How YouTube Took Over the World
It all started with a dick joke. Twenty years later, the colossal video-sharing site rivals TV networks, Hollywood and TikTok — with no signs of slowing.
BY JESSE WILL
Some afternoon in the summer of 2010, I was standing in a dingy office building in New York’s Garment District, staring at the screen of an iMac and doing what hundreds, maybe thousands of others were also doing at that same exact moment: watching a video called “Yosemitebear Mountain Double Rainbow 1-8-10.” Despite the shaky footage, the wind noise and the pixelated video, Paul “Yosemitebear” Vasquez’s footage of a “full-on double rainbow all the way” stretching across the Sierra Nevada foothills, and his crying, cracking voice — “What does this mean?” — sucked me in.

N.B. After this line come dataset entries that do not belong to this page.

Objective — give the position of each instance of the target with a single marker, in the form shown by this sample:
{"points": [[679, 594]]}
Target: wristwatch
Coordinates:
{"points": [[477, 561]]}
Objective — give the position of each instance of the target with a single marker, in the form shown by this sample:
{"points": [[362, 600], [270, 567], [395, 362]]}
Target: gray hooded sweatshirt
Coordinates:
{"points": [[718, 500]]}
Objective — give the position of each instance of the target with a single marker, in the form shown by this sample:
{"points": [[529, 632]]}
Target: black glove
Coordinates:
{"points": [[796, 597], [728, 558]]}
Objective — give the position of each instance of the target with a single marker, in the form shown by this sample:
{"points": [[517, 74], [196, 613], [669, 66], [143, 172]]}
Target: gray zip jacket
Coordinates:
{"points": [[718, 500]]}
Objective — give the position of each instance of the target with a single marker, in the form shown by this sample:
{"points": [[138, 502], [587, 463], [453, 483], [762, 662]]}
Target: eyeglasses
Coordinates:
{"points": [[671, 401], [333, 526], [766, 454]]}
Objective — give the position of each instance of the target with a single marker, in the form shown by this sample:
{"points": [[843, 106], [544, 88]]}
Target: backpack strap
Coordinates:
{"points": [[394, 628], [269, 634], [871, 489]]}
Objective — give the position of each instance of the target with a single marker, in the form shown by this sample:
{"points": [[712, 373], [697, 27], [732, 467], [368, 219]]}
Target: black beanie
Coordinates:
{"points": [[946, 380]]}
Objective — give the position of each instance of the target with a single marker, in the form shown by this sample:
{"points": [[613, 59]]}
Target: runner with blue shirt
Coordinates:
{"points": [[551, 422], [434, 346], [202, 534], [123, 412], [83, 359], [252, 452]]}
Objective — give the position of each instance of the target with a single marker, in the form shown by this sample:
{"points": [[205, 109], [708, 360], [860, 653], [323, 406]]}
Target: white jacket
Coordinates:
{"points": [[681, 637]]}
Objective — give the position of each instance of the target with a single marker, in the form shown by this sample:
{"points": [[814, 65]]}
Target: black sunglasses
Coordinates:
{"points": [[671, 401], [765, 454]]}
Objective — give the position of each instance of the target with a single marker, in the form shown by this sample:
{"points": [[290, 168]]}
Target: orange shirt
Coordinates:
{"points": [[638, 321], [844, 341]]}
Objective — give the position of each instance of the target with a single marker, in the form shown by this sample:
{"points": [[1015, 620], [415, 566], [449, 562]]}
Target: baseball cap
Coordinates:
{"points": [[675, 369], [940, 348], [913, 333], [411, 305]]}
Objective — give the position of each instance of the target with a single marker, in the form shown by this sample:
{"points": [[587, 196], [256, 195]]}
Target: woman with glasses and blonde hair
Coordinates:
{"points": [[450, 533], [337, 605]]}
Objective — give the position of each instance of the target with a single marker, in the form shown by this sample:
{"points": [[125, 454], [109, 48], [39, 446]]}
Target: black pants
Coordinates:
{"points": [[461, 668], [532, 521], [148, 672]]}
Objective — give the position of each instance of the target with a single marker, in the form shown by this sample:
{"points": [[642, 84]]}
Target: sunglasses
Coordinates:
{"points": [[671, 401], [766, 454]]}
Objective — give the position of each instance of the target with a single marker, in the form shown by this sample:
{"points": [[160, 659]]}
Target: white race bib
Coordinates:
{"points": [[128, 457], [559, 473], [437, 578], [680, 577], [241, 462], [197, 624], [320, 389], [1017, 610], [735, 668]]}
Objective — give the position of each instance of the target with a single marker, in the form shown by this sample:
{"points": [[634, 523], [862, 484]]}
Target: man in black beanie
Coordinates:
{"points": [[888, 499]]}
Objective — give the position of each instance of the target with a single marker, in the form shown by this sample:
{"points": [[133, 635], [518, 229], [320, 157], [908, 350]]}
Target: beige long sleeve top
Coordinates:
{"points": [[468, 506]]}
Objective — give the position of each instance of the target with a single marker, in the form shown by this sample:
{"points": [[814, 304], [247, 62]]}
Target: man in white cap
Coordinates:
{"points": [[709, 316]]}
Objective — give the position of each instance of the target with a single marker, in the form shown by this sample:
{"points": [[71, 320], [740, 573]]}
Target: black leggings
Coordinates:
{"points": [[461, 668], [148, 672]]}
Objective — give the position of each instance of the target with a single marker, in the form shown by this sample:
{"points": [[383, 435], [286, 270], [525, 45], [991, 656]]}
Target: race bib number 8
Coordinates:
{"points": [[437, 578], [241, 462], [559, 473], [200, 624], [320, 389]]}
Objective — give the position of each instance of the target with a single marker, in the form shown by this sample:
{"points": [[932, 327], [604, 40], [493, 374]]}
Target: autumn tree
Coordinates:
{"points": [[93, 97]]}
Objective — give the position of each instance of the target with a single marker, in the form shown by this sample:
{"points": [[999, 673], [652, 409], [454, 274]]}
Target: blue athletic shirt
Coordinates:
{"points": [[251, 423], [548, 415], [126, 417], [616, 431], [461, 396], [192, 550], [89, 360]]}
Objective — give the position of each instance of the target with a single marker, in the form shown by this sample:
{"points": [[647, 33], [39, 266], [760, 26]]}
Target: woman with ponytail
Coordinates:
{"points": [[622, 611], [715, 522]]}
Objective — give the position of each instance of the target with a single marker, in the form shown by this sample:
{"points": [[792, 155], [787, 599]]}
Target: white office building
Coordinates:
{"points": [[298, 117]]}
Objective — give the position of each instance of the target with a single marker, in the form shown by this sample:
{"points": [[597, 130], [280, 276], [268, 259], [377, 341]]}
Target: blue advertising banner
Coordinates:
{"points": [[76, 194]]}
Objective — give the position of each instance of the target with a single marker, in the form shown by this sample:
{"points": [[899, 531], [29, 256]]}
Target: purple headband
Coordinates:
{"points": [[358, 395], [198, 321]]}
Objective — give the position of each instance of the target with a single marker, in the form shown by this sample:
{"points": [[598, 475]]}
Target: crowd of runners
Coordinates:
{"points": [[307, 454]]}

Watching it now, the video, running over three minutes and now with 51 million views, seems almost interminable by today’s standards. (Back then, we had different attention spans.) In the office, we laughed at Yosemitebear, but I wanted to teleport off of that drab carpet and into the brush of a Mariposa County mountainside. The clip felt transcendent — something about the weirdness of being alive, seeing something extraordinary, yet overreacting to it — and sharing that with the world…it might have been peak YouTube.